= Type V collagen =

Type V collagen is a form of fibrillar collagen associated with classical Ehlers–Danlos syndrome. It is found within the dermal/epidermal junction, placental tissues, as well as in association with tissues containing type I collagen.

Type V collagen is a part of the family of collagen proteins consisting of Collagen I – Collagen XXVIII. Collagen proteins are often associated with the strengthening and support of many tissues including skin, bones, muscles, and ligaments. There are some studies that suggest that Type V collagen is responsible for the formation of other collagen fibrils in different tissues within the body. According to studies, Collagen V regulates the heterotypic fiber diameter. Type V Collagen is considered a regulatory fibril forming collagen. Collagen V is associated with the COL5A1 gene which is the gene which provides instructions to produce Collagen V. Type V Collagen, like other collagens, is made up of procollagen molecules.

Collagen V molecular isoforms are α1(V)α2(V)α3(V), α1(V)3, and α1(V)2 α2(V). These procollagen molecules are made up of three different α -polypeptide chains. These α -polypeptide chains are α1(V), α2(V), and α3(V). Different combinations of these chains form the Type V collagen Isoforms. Procollagen molecules then form mature collagen with the help of enzymes. After the chains are formed, they arrange into thin fibrils. These collagen fibrils then assort with type I collagen fibrils.

Type V collagen is a part of the Extracellular Matrix (ECM). Collagen V is gene expression modulated by TGF-β. Type V collagen has shown that it is resistant to digestion by interstitial collagenases. Denatured collagen V on the other hand, can be degraded by gelatinases as well as metalloproteinases.

== Alternative names ==
Type V collagen has a few alternative names alpha 1 These include: type V collagen preproprotein, CO5A1_HUMAN, and collagen type V alpha. Type V collagen can also be abbreviated to COLV or collagen V.

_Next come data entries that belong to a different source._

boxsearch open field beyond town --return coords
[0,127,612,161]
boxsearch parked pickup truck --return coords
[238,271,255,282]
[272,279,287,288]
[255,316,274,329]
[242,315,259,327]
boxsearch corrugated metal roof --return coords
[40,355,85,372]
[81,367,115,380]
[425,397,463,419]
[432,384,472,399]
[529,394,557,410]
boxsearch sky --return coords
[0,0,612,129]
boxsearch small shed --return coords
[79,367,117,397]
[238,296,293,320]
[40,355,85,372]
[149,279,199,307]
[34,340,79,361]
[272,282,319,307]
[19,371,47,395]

== Diseases associated with type V collagen ==
Some studies show that a mutation in the gene that codes for Type V collagen is linked as the cause of a form of Ehlers–Danlos syndrome.  Ehlers–Danlos Syndrome Classical Type is the result of mutations of the COL5A1 or COL5A2 gene which both code for Type V Collagen. This form of the Ehlers–Danlos Syndrome (classical type) is associated with hypermobility, scarring and elasticity of the skin and other tissues. Researchers discovered the cause of this form of Ehlers–Danlos is due to the mutation that produces less chains from the three chains that make up Type V Collagen. Over 100 mutations to the gene COL5A1 have been identified. These mutations result in the underproduction of pro-α1(V) chains. With these mutations, Type V Collagen fibrils are not fully developed and disorganized. This results in the different symptoms of Ehlers–Danlos Syndrome.

== Health ==
Type V Collagen studies show that Collagen V plays some other roles in different parts of the body. These roles can be both beneficial and harmful.

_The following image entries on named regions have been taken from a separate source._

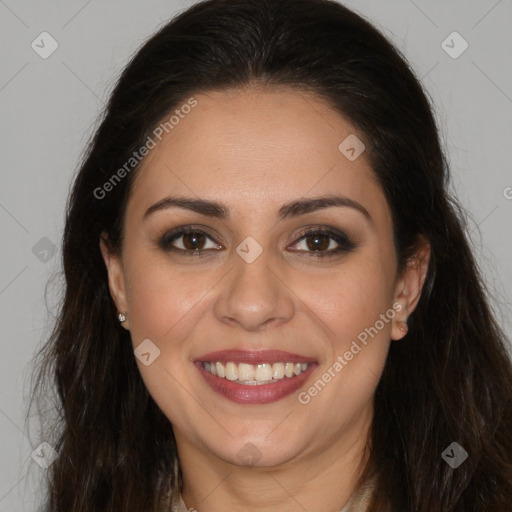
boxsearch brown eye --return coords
[158,229,219,254]
[288,229,356,257]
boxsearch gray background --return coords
[0,0,512,512]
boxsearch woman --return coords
[31,0,512,512]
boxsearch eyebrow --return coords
[143,195,372,222]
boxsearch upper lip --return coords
[194,349,316,364]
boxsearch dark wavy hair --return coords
[33,0,512,512]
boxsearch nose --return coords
[214,245,295,331]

Beneficial roles that Type V collagen plays in the body are:

- Neoepitopes of Type V collagen have shown to be a useful noninvasive serum biomarker for assessing fibrotic progression and resolution in experimental hepatic fibrosis.
- Type V Collagens isoform which contains the α3(V) chain is involved in mediating pancreatic islet cell functions.
- Type V Collagens will arrange with Type I Collagen and form heterotypic fibrils in the skin dermis and cornea. Together, Collagen V and Collagen I acts as a dominant regulator of collagen fibrillogenesis.
- Type V Collagens interacts with matrix collagens and structural proteins. This interaction improves structural integrity to tissue scaffolds.

Harmful roles that Type V collagen can play in the body.

- Having a Type V Collagen deficiency has been associated with loss of corneal transparency and classic Ehlers-Danlos syndrome.
- Studies have shown that an overexpression of Type V Collagen can lead to harmful responses in the body. Collagen V overexpression has been found in cancer, granulation tissue, inflammation and atherosclerosis. It is also linked to fibrosis of the lungs, skin, kidneys, adipose tissue, and liver.
- Increases in Type V Collagen are associated with both early and advanced hepatic fibrosis.
- Studies show that increased synthesis of abnormal Type V Collagen is linked to the pathogenesis of Systemic Sclerosis

Autoimmunity against type V collagen is associated with lung transplant failure.